3. What is the weightage of this section in the JEE examination?

This section carries moderate weightage in the competitive exam of JEE. This section comes in the category of optics which has several frequently asked questions in the JEE competitive examination. The interrelated topic which is similar to the dispersion of light through a glass prism is reflection of light, refraction of light, ray diagrams, lens formula, mirror formula, etc. This section has a weightage of 4-5% which can expect the number of questions to be 5-6. Hence, it is a very important section for the preparation of JEE.

4. Why does the VIOLET light bend more than the RED light?

Violet light has a small wavelength. On the other hand, red light has a large wavelength. Thus, the velocity of red light will be maximum and the velocity of violet light will be minimum by keeping their frequency constant. The refractive index is a measure of the amount of bending light undergoes in a medium. When the refractive index of a medium is more, the bending of light towards the normal will be greater and vice versa. Refractive index for red light is less as compared to that of violet light. This is the reason why violet light bends more than red light. 

5. Explain why stars twinkle but planets don’t.

The main reason behind the twinkling of stars is atmospheric refraction. The density of air is highest at the surface, while it goes on decreasing towards the top layer. When the light coming from a star enters the earth’s atmosphere layer by layer, it experiences atmospheric refraction on account of varying optical densities of air at different points. The continuously changing atmosphere refracts the light from which the star appears to twinkle.
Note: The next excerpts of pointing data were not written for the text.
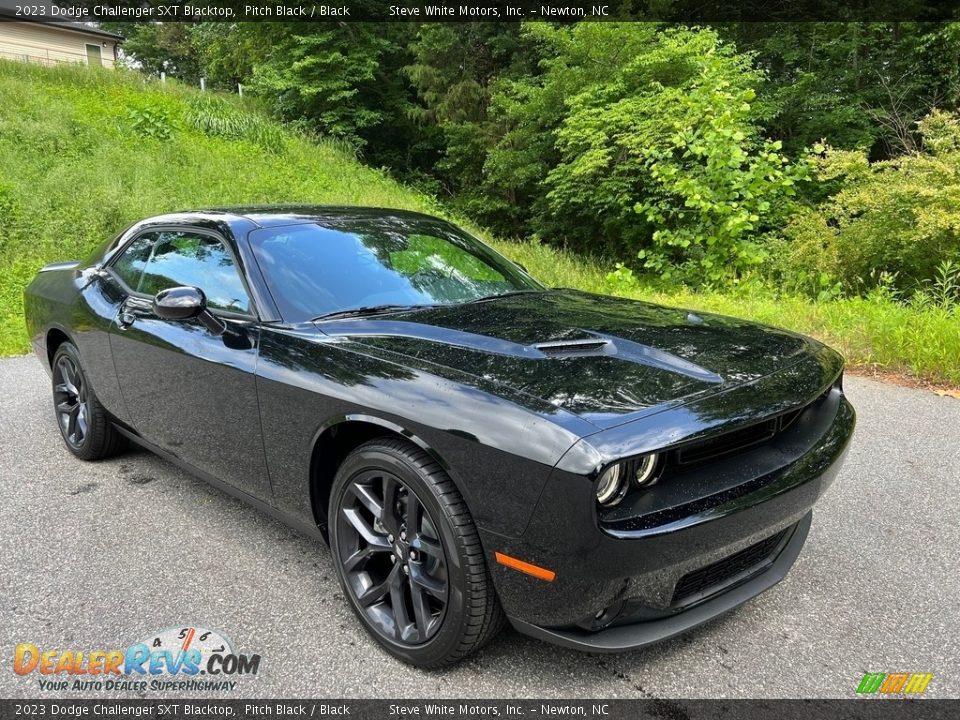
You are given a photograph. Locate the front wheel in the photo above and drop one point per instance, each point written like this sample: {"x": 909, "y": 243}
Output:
{"x": 408, "y": 556}
{"x": 83, "y": 422}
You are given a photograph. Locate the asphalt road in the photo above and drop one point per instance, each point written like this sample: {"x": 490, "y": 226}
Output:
{"x": 98, "y": 556}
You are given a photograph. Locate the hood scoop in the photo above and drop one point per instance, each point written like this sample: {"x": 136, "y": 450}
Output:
{"x": 593, "y": 345}
{"x": 587, "y": 346}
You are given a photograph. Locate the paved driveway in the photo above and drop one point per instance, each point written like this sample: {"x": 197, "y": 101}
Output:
{"x": 98, "y": 556}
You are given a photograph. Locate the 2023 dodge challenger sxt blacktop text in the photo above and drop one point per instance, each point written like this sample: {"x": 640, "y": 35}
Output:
{"x": 477, "y": 448}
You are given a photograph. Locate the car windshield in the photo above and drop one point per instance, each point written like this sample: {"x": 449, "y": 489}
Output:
{"x": 353, "y": 264}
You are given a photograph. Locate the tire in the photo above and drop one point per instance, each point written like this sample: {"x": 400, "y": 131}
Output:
{"x": 381, "y": 566}
{"x": 84, "y": 424}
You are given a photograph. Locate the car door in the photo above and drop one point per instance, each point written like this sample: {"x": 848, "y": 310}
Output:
{"x": 188, "y": 390}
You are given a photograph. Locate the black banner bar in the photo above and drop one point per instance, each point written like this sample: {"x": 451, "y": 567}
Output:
{"x": 674, "y": 11}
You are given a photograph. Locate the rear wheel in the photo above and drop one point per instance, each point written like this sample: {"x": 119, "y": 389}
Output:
{"x": 408, "y": 555}
{"x": 83, "y": 422}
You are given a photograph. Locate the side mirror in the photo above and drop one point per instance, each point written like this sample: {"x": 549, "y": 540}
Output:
{"x": 180, "y": 303}
{"x": 187, "y": 303}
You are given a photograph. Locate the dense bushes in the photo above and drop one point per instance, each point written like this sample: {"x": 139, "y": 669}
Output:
{"x": 75, "y": 168}
{"x": 893, "y": 222}
{"x": 690, "y": 156}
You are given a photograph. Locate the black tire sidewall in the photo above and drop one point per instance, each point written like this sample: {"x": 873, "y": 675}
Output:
{"x": 70, "y": 350}
{"x": 449, "y": 636}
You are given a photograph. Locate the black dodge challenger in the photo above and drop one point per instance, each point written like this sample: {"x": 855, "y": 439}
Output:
{"x": 477, "y": 448}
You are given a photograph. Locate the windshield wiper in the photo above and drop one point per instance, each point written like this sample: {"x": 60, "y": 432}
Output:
{"x": 485, "y": 298}
{"x": 368, "y": 310}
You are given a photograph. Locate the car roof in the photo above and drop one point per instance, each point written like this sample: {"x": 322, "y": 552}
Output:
{"x": 279, "y": 215}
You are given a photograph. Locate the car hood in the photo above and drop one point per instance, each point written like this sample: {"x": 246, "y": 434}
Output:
{"x": 603, "y": 358}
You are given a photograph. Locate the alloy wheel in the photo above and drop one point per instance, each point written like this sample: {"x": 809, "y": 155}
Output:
{"x": 71, "y": 401}
{"x": 392, "y": 558}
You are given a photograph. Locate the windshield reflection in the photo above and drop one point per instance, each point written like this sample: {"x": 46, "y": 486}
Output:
{"x": 315, "y": 269}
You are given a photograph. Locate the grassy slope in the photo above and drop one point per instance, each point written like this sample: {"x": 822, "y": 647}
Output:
{"x": 73, "y": 171}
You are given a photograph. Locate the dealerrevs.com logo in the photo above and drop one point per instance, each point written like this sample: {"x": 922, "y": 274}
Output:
{"x": 188, "y": 658}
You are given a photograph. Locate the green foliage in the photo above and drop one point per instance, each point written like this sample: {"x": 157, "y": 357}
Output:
{"x": 211, "y": 115}
{"x": 74, "y": 171}
{"x": 877, "y": 332}
{"x": 859, "y": 85}
{"x": 895, "y": 219}
{"x": 648, "y": 143}
{"x": 150, "y": 122}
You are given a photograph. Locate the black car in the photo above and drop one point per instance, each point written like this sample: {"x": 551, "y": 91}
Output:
{"x": 477, "y": 448}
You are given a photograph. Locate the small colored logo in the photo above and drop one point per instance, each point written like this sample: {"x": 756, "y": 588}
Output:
{"x": 171, "y": 659}
{"x": 894, "y": 683}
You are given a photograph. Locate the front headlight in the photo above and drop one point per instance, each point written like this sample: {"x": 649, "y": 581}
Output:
{"x": 613, "y": 483}
{"x": 645, "y": 469}
{"x": 611, "y": 486}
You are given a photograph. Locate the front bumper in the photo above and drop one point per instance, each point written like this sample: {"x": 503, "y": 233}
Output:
{"x": 623, "y": 585}
{"x": 635, "y": 635}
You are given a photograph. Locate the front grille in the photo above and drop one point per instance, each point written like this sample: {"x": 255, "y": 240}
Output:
{"x": 728, "y": 443}
{"x": 739, "y": 440}
{"x": 723, "y": 571}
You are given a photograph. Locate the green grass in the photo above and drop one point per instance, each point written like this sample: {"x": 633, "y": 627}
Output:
{"x": 874, "y": 334}
{"x": 84, "y": 153}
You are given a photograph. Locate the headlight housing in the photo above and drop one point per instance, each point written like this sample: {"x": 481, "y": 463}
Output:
{"x": 614, "y": 482}
{"x": 611, "y": 486}
{"x": 645, "y": 469}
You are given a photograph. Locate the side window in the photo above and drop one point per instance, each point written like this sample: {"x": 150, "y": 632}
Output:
{"x": 130, "y": 263}
{"x": 183, "y": 258}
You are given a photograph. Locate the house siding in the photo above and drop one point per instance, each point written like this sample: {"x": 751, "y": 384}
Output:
{"x": 50, "y": 45}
Planets are closer to earth and they are considered as a large number of point sized sources of light. The total amount of light entering our eye remains unchanged. Therefore, planets do not twinkle.

6. Explain in detail the uses of a glass prism.

Glass prisms are mostly used in optical instruments like microscopes and telescopes. Apart from that, we use glass prisms in spectroscopes, laser diodes and lenses, periscopes, binoculars, and cameras. Scientists also use them in their research to understand how the human eye reacts to light. Prisms are used in the architecture field also. To calculate the distance between the Moon and Earth on a roundtrip basis, astronauts use these types of prisms. Ophthalmologists use prism-refracted light to check various parts of our eyes. These are the several fields where we can see the use of glass prisms.